私のお願い、届いてますか?
涙目の梨々香の嬉しさと戸惑いの混ざった表情が、俺自身の理性を掻き乱していく。

でも…。色々あったから…今日は、抑える。

そう思い直して、ぐっと堪える。

一度だけ、軽く唇を重ねて、もう一度梨々香の隣に横になって、抱き寄せた。

「…起きたら…色々話そう…。おやすみ…梨々香」

「…うん…。おやすみなさい」
















…っ…。

結構寝たか…。

思っていたよりも、すっきりと目が覚めて、さらに、自分の腕が軽くなっていることに気がつく。

梨々香、起きてるのか。

枕元のメガネを手に取って、かけながらベットを降りる。

扉を開けてリビングを覗いたけれど、梨々香の姿がなく、少し不安がよぎる。

ふと、机の上にメモが置いてあることに気がついた。

〝スーパーに行ってくるね。明るいから大丈夫。買ってきて欲しいものあったら、連絡してね!〟

マジか…。

たしかに、今お昼時で人も多いし、明るいから大丈夫だと思う。

だけど…。

小さく息を吐いて、メモをテーブルに置く。

寝てる俺に、気を遣ったのだろうか。

コーヒーを入れて、飲みながら、自分のリュックから取り出した、朝方破いた盗撮写真をパズルのように組み合わせる。

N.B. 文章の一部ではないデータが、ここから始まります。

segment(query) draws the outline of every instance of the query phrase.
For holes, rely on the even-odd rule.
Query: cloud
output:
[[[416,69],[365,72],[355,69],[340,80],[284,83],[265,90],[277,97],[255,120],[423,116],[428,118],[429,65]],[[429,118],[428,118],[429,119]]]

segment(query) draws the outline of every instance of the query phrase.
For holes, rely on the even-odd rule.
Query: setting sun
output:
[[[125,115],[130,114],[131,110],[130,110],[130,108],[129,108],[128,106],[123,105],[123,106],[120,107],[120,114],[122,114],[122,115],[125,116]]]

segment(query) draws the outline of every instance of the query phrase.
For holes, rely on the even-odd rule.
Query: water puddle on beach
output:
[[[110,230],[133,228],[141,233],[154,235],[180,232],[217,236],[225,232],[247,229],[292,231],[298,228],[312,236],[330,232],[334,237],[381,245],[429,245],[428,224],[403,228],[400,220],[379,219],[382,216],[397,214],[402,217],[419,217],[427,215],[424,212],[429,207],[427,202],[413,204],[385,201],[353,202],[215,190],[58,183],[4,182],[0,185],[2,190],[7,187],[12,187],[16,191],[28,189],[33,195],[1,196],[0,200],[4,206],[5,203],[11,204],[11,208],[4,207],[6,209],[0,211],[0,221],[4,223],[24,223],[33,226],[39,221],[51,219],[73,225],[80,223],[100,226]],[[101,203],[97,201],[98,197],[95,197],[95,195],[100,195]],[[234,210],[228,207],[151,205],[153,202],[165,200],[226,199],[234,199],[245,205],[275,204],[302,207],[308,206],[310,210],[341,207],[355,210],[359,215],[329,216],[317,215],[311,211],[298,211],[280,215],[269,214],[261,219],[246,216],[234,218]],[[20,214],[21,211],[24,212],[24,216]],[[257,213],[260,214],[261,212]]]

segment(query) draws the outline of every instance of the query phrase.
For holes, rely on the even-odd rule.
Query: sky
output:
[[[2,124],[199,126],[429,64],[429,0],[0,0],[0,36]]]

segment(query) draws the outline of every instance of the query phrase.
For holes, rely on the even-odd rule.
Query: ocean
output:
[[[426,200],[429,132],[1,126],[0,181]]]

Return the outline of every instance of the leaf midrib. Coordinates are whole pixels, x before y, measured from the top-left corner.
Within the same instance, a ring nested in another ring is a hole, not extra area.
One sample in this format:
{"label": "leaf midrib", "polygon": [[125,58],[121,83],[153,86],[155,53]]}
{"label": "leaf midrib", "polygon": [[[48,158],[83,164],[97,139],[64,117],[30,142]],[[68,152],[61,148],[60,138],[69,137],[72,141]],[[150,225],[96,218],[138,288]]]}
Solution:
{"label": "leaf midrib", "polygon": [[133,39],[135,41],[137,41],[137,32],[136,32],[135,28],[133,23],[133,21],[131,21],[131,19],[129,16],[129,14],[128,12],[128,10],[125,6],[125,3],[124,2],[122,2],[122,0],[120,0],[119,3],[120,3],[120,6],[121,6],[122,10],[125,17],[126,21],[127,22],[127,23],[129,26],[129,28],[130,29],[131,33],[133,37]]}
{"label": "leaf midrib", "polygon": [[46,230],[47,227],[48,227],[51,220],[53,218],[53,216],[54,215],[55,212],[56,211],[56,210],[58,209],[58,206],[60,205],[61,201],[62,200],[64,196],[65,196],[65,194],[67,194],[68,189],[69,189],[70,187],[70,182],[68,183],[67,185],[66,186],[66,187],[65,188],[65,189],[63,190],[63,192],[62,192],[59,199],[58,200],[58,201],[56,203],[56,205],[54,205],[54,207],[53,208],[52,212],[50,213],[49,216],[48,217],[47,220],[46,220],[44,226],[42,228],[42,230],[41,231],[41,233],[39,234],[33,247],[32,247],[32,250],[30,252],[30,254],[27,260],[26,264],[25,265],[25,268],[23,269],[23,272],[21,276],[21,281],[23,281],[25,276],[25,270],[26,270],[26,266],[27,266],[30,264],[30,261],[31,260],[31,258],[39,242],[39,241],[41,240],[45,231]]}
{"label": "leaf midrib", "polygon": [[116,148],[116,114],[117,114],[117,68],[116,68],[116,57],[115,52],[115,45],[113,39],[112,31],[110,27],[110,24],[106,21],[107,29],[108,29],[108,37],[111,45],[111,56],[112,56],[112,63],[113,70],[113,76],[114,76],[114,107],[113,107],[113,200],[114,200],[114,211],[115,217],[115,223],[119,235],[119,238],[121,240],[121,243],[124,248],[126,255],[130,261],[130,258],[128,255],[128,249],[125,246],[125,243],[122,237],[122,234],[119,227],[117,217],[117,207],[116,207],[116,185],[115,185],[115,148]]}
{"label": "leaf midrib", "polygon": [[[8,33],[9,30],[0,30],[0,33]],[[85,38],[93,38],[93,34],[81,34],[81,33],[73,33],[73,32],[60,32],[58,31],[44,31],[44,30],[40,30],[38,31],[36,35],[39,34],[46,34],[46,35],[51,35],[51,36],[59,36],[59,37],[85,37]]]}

この写真の梨々香の写ってる角度って…道路挟んだ向こう側だよな。

…ん?なんだ、この黒っぽい線。

写真の隅の方に僅かに写っていた、黒っぽい線が気になった。

これ…窓のサッシか何かか?

じっと、写真を見つめて、はっとする。

この角度と、微妙に被ってる葉っぱ…

急いで服を着替えて、破った写真をポケットに入れて外に出る。

ちょうど写真に写っていたすぐ近くの場所に移動して、道路の向こう側を見渡す。

あった。…あのマンションって、確か…。

俺は、スマホを取り出して、梨々香にメールを打つ。